All of us are moving inexorably forward, 24 hours at a time. But where are we going?

The first answer is unpopular, because it involves a coffin. It’s hard to think about your personal end of life in this very limited body (version 1.0 of your body).

The second answer is also unpopular, because it involves the end of the world (again, version 1.0) – the end of time and of creation. It’s also drawing closer with every day.

We all believe in this – it’s the last line of the creed you recite every Sunday.

If you go to the Easter Vigil, we have a big candle right there to remind you that for every alpha, there’s an omega.

We have heard a lot recently about “journeying” as a church, and the need to “accompany” one another on the “journey”. But what if the person accompanying you doesn’t know the way?

The Scriptures have lots of examples of “walking with”.

There’s the good kind: where you walk faithfully with God in obedience and humility, and you receive a lot of blessings.

And there’s the bad kind: where you walk in darkness, or in falsehood, or with the wicked, and it doesn’t end well.

There’s also the kind of spiritual accompaniment Jesus talked about where you both end up in a ditch (Matthew 15:14-15).

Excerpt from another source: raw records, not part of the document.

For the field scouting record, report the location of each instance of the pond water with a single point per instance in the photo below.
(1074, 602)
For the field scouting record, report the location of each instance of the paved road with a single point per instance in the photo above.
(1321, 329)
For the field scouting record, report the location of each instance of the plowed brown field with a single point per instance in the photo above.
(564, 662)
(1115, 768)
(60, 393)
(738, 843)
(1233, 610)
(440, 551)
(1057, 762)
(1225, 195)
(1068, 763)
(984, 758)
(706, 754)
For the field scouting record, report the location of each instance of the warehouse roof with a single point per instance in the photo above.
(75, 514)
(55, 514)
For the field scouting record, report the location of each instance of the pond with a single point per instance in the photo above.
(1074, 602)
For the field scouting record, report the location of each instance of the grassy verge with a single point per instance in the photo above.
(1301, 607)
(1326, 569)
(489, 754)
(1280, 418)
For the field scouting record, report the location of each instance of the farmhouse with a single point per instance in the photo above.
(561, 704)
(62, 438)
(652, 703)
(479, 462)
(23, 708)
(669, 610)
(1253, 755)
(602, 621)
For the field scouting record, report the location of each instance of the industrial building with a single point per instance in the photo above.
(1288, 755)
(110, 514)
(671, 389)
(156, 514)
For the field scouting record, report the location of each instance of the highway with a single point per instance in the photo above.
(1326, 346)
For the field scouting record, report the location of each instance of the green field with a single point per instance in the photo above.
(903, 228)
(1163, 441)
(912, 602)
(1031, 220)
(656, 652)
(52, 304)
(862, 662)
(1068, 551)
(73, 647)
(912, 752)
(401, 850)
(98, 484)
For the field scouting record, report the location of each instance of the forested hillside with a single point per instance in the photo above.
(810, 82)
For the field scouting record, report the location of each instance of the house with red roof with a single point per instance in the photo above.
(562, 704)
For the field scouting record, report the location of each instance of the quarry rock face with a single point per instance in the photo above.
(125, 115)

The Pharisees believed human precepts and external actions should be taught as doctrine, and that practising them would make a person holy.

I’m sure all of us can think of human precepts that some people would like the church to teach as doctrine and put into practice.

Many revolve around sex, but they can also get excited about ordination, or governance, or the use of plastic straws.

Whatever your preferred human precept, Jesus is reminding us that they won’t help us on the “journey” because this isn’t the right sort of “accompaniment”.

St John puts it well: “If we claim to have fellowship with him and yet walk in the darkness, we lie and do not do what is true.”

“But if we walk in the light, as he is in the light, we have fellowship with one another, and the blood of Jesus, his Son, cleanses us from all sin.” (1 John 1:6-7).

We know what’s right. We know what the light looks like. It’s right there in Scripture and in the church’s magisterium.

We don’t always like it or find it comfortable or easy. Living in the light also doesn’t make us popular with many people.

But we know it’s the truth and the light.

It’s the safest and best guide into a genuine relationship with God and other people – the first step along a real journey which ends with us drawn into the life of the Trinity for ever.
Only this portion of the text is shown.